In some cases it can be useful to dynamically generate msgspec.Struct classes at runtime. This can be handled through the use of msgspec.defstruct, which has a signature similar to dataclasses.make_dataclass. See msgspec.defstruct for more information.

>>> import msgspec

>>> Point = msgspec.defstruct("Point", [("x", float), ("y", float)])

>>> p = Point(1.0, 2.0)

>>> p
Point(x=1.0, y=2.0)

Disabling Garbage Collection (Advanced)

Warning

This is an advanced optimization, and only recommended for users who fully understand the implications of disabling the GC.

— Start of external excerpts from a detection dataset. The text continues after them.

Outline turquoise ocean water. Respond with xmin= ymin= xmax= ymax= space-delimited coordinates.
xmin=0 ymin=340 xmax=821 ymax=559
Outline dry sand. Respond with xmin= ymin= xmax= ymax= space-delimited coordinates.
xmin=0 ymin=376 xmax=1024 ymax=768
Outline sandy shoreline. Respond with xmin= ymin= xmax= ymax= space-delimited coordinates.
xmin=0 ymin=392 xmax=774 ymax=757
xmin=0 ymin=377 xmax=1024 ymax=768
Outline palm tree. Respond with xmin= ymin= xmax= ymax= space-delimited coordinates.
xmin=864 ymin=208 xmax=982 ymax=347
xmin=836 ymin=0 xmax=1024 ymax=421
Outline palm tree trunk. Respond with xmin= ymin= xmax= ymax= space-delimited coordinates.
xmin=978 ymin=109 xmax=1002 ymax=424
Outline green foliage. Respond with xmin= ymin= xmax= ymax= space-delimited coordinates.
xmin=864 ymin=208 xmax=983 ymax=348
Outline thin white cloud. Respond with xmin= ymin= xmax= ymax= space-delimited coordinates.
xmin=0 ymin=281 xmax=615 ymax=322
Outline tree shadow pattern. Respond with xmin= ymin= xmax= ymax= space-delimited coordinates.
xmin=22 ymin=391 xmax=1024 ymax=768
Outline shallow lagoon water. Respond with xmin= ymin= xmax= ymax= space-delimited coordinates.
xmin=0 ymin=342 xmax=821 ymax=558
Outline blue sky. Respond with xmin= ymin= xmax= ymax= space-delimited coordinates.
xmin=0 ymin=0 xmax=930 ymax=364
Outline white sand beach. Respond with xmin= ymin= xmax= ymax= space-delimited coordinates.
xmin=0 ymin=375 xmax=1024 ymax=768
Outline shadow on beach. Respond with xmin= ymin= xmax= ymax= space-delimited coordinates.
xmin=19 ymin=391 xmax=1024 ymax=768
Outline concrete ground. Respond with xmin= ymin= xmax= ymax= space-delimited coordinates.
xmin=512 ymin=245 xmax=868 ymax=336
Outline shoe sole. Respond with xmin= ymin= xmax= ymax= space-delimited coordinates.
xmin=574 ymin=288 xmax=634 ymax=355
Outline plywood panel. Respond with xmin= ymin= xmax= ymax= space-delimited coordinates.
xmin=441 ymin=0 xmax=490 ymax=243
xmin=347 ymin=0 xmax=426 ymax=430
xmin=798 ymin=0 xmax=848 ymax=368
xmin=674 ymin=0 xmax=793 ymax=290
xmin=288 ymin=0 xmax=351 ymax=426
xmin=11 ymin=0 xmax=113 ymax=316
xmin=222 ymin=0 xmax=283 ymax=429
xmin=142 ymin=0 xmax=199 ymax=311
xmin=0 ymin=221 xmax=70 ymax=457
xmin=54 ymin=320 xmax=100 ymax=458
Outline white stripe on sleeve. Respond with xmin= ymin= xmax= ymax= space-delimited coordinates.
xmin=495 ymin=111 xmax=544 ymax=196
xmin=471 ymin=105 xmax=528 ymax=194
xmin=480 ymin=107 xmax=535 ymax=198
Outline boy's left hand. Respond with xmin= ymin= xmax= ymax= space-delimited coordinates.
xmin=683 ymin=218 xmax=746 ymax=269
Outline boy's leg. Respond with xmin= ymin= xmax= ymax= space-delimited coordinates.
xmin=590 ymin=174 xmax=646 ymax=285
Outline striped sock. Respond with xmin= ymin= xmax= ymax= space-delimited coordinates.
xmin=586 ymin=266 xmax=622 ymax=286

Python uses reference counting to detect when memory can be freed, with a periodic cyclic garbage collector pass to detect and free cyclic references. Garbage collection (GC) is triggered by the number of uncollected GC-enabled (objects that contain other objects) objects passing a certain threshold. This design means that garbage collection passes often run during code that creates a lot of objects (for example, deserializing a large message).

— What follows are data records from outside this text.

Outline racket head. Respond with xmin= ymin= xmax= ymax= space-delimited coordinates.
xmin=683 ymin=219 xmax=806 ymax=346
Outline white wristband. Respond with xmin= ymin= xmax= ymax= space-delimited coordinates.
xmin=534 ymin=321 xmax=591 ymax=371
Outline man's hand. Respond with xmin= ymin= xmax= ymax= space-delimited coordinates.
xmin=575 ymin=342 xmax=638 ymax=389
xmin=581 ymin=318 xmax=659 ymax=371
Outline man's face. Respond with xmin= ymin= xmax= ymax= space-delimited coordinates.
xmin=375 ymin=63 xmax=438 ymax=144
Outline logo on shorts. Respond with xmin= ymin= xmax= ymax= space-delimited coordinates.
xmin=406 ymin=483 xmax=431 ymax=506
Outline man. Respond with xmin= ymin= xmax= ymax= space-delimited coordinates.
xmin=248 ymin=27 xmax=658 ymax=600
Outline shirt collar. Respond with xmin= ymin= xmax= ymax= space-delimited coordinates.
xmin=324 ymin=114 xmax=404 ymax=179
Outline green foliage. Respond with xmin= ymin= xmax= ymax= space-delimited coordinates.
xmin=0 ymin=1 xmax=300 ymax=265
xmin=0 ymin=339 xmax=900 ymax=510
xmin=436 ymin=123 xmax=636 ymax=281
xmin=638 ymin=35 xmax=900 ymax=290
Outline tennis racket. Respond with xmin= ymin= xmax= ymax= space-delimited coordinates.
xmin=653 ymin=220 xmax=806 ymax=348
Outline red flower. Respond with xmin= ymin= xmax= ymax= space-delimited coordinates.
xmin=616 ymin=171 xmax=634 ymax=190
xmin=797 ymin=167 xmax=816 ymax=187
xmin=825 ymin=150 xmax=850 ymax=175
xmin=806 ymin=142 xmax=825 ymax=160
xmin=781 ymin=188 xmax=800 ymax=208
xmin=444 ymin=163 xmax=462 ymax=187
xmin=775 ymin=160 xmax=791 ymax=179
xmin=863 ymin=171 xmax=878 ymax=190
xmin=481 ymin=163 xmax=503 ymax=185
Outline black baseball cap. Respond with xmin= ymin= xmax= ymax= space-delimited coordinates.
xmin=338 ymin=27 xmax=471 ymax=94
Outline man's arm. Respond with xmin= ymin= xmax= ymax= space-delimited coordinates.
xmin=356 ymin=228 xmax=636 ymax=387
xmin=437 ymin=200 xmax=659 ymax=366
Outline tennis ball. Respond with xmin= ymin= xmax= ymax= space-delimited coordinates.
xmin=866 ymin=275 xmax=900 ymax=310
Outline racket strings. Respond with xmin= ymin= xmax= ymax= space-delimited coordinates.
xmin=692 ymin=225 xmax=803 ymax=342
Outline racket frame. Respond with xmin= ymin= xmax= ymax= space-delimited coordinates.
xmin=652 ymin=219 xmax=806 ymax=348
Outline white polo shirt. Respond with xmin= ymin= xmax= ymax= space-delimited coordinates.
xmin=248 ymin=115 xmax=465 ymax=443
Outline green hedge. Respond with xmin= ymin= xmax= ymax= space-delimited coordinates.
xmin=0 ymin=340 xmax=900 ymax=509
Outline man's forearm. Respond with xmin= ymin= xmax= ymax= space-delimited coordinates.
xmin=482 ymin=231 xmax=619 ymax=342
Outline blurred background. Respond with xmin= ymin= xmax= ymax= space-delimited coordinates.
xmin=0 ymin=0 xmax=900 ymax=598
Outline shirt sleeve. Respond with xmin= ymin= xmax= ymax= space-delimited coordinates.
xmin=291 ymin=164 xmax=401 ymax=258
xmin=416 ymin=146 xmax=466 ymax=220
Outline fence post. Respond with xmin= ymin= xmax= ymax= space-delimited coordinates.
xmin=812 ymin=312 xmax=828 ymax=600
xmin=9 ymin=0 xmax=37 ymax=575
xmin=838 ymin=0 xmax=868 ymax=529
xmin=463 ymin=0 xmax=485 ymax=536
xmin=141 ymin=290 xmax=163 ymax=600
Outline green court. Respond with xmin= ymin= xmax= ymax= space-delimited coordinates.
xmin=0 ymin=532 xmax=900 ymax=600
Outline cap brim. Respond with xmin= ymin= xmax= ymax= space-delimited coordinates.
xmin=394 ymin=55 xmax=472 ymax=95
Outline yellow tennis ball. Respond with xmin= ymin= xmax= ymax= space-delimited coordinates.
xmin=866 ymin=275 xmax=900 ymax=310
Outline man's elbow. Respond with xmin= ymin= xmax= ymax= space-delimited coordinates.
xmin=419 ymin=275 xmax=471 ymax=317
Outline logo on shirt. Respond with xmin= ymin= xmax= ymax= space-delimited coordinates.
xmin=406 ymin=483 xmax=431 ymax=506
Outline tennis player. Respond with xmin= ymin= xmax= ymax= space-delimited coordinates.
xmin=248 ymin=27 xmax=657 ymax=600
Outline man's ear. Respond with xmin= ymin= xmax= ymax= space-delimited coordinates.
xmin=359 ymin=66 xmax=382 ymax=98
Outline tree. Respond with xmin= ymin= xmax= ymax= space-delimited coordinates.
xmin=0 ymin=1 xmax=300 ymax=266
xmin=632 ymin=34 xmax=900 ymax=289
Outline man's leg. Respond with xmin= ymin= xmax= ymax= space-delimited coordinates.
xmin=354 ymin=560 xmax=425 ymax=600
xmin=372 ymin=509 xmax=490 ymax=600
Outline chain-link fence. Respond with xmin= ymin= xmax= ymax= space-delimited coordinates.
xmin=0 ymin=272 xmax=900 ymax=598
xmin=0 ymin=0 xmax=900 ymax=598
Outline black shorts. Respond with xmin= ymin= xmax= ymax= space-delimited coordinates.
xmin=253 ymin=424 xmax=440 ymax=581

By default, msgspec.Struct types will only be tracked if they contain a reference to a tracked object themselves. This means that structs referencing only scalar values (ints, strings, bools, …) won’t contribute to GC load, but structs referencing containers (lists, dicts, structs, …) will.

>>> import msgspec

>>> from typing import Any

>>> import gc

>>> class Example(msgspec.Struct):
...     x: Any
...     y: Any

>>> ex1 = Example(1, "two")

>>> # ex1 is untracked, since it only references untracked objects
... gc.is_tracked(ex1)
False

>>> ex2 = Example([1, 2, 3], (4, 5, 6))

>>> # ex2 is tracked, since it references tracked objects
... gc.is_tracked(ex2)
True

If you are certain that your struct types can never participate in a reference cycle, you may find a performance boost from setting gc=False on a struct definition. This boost is tricky to measure in isolation, since it should only result in the garbage collector not running as frequently - an integration benchmark is recommended to determine if this is worthwhile for your workload. A workload is likely to benefit from this optimization in the following situations:

  • You’re allocating a lot of struct objects at once (for example, decoding a large object). Setting gc=False on these types will reduce the likelihood of a GC pass occurring while decoding, improving application latency.

  • You have a large number of long-lived struct objects. Setting gc=False on these types will reduce the load on the GC during collection cycles of later generations.

Struct types with gc=False will never be tracked, even if they reference container types. It is your responsibility to ensure cycles with these objects don’t occur, as a cycle containing only gc=False structs will never be collected (leading to a memory leak).